No raczej...ja na fejsie robiłam wydarzenia, ale zero odzewu...wrzucałam ogłoszenia na wielu portalach o zaginionych/znalezionych zwierzakach, też nic
Gosia, u której był hotelowany, organizowała poszukiwania ze znajomymi, rozwieszali na sporym obszarze także plakaty i cisza...
Teraz już chyba wszyscy odpuścili i nikt go nie szuka...nikt nie pamięta o Bastianie
A przecież gdyby padł...ktoś gdzieś by go znalazł, nie wierzę żeby nikt w tamtych rejonach netu nie miał...

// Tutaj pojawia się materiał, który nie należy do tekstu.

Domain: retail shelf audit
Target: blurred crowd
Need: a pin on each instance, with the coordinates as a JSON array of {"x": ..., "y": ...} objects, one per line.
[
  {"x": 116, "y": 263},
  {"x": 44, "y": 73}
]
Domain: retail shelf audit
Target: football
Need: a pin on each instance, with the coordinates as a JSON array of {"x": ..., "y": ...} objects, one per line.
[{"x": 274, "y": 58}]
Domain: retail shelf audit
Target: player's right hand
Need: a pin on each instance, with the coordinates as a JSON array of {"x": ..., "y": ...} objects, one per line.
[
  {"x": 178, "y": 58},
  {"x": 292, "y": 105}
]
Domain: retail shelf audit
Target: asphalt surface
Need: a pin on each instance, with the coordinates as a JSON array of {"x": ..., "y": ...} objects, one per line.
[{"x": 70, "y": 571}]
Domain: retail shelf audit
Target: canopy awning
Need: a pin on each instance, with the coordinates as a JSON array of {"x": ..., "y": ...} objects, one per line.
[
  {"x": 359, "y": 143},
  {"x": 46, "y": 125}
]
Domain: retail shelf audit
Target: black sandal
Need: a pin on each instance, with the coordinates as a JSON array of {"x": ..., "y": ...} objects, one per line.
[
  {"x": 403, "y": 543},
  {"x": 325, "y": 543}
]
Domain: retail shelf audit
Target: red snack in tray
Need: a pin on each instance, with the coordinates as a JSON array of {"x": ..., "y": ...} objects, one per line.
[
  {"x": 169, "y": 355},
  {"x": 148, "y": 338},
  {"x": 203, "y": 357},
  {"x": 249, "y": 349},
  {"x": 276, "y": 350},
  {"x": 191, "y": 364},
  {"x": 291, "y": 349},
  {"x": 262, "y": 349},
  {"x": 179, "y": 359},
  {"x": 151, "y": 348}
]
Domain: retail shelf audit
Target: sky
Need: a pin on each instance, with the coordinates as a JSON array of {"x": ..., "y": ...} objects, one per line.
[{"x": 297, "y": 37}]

Przecież psy się nie rozpływają i ktoś musiałby go widzieć...
Z całym szacunkiem, ale to wszystko jest bardzo dziwne i mam swoją teorię...jednak na tym zakończę temat i nie będę rozwijać go na forum.
Powiem tylko tyle, bo sprawa nie daje mi spokoju...zarówno my jak i Bastian zaufaliśmy i jak widać to był błąd...błąd, za który zapłacił pies...a tylko dlatego, że był nierentownym podopiecznym, do którego osoba pod której opiekę trafił, zapewne musiała dokładać...
resztę sobie dopowiedzcie sami...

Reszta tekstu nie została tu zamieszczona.